The patient suffered from insulin dependent diabetes mellitus (DM) since the age of 6 years. Her random blood sugar level at first presentation was 380 mg%. She was initially treated with bovine insulin injections, initially short acting, then long acting, for 3 years. However she developed dimpling and depressed plaques over the anterior aspect of both thighs at the site of the injections, suggestive of insulin lipoatrophy. Since the therapeutic response to bovine insulin injection was unsatisfactory, she was treated with a long acting porcine insulin preparation for the next 2 years. However, she continued to develop bilaterally symmetrical, unsightly depressed plaques over both thighs [Figure - 1]. She was advised to change the injection site to the abdomen to avoid repeated injections in the thighs. She then developed similar atrophy of the subcutaneous fat on either side of the midline on the abdomen [Figure - 1]. She has subsequently been using a purified human insulin preparation (a mixture of long acting and short acting insulins) since the last 3 years. The lipoatrophy has not progressed further, and she has achieved better control of her blood sugar level with purified insulin injections and strict adherence to dietary advice.
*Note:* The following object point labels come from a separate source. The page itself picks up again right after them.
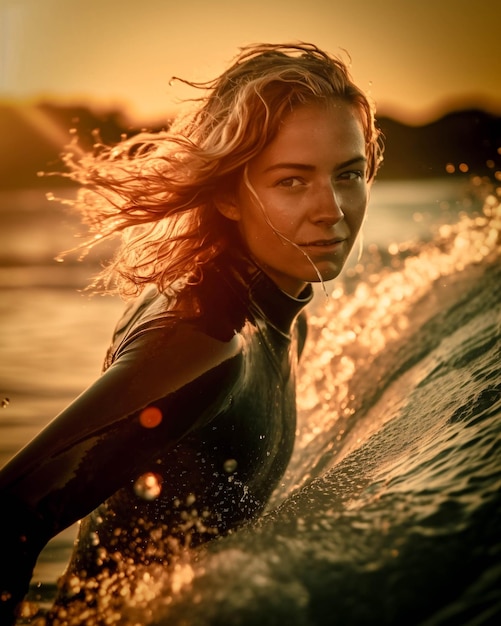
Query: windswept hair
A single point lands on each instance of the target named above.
(160, 191)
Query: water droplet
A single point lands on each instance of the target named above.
(148, 486)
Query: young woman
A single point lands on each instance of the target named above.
(225, 220)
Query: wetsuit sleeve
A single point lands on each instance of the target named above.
(104, 438)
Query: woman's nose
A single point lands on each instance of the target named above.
(328, 206)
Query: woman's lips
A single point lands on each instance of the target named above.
(322, 243)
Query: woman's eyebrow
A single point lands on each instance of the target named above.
(307, 167)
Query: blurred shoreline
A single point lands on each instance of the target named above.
(463, 141)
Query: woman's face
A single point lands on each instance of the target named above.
(309, 184)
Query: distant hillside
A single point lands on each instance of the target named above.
(471, 138)
(32, 139)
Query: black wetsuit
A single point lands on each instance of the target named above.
(215, 369)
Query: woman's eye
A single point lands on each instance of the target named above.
(352, 175)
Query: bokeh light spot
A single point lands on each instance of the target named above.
(230, 466)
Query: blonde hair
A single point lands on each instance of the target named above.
(161, 190)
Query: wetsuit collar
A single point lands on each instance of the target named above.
(265, 299)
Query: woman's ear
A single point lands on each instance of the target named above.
(228, 207)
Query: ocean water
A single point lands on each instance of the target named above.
(390, 511)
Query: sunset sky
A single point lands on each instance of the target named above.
(417, 59)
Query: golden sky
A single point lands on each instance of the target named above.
(416, 58)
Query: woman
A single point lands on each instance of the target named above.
(226, 220)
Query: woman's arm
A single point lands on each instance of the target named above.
(101, 441)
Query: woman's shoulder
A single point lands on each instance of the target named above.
(159, 324)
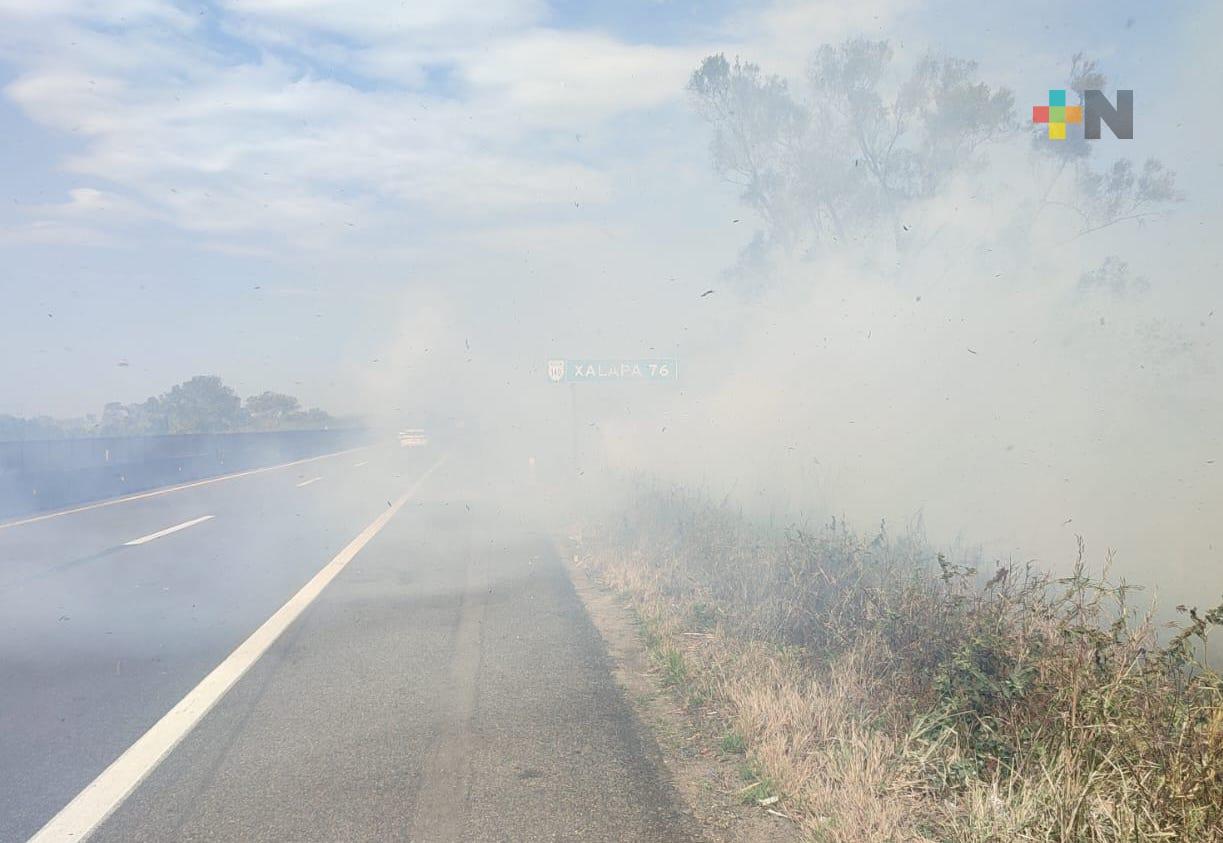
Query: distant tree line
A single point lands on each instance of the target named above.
(199, 405)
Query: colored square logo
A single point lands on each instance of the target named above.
(1057, 114)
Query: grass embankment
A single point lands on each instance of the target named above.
(888, 694)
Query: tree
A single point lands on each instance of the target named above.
(854, 152)
(202, 405)
(270, 410)
(846, 157)
(1100, 198)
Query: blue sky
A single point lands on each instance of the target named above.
(277, 191)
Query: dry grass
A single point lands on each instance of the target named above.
(889, 694)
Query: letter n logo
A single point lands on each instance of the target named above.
(1119, 120)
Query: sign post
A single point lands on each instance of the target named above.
(588, 370)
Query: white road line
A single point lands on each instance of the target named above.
(176, 488)
(144, 540)
(91, 808)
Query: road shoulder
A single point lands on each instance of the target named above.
(707, 779)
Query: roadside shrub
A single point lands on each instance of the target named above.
(956, 701)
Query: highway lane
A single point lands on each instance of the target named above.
(99, 638)
(445, 685)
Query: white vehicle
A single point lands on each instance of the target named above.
(413, 437)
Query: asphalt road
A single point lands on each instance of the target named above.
(445, 685)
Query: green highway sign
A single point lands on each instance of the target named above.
(582, 370)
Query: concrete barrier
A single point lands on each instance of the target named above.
(50, 474)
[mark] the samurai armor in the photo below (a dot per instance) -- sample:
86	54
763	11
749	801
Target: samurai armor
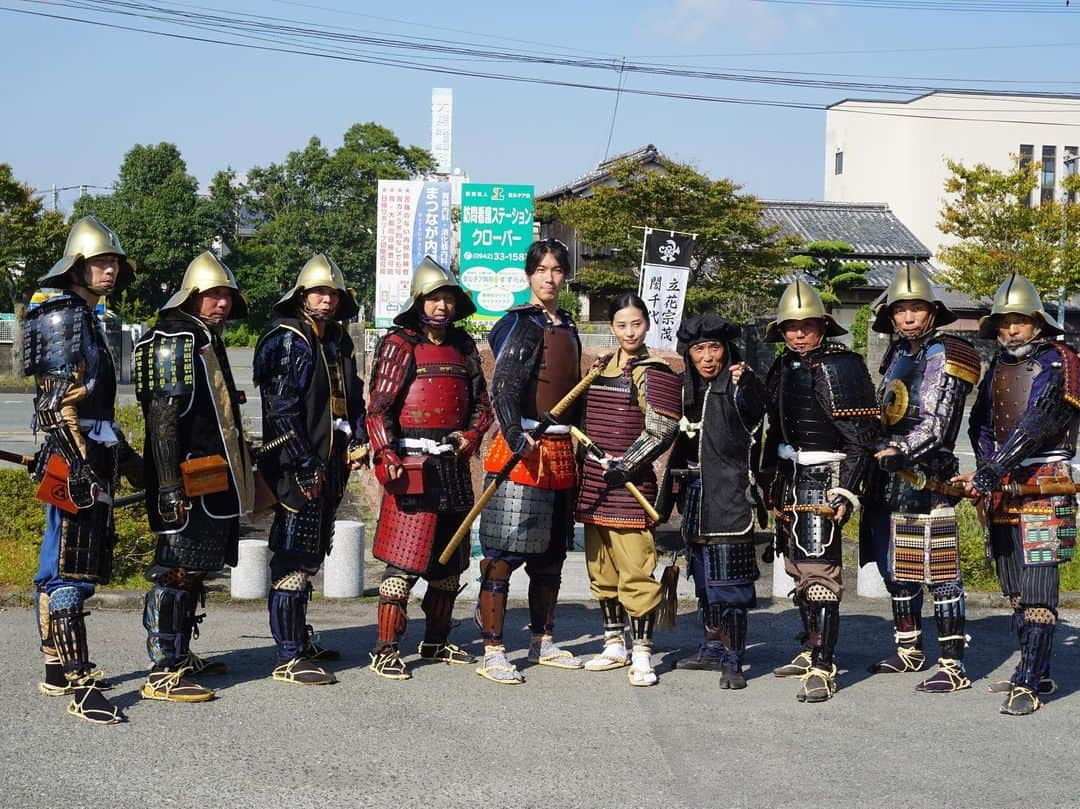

Insulin lipoatrophy presents as depressed plaques, histologically showing atrophy of the subcutaneous fat. It is an allergic phenomenon, thought to be due to immune complex deposition. IgG and insulin have been demonstrated in lipoatrophic tissues, and circulating anti-insulin antibody titres are commonly high. It is treated by injections of highly purified soluble insulin, which floods the site with antigen and solubilizes the complexes.
Lipoatrophy localized to injection sites occurs particularly with longer acting preparations. It is becoming more and more infrequent with the use of modern insulins.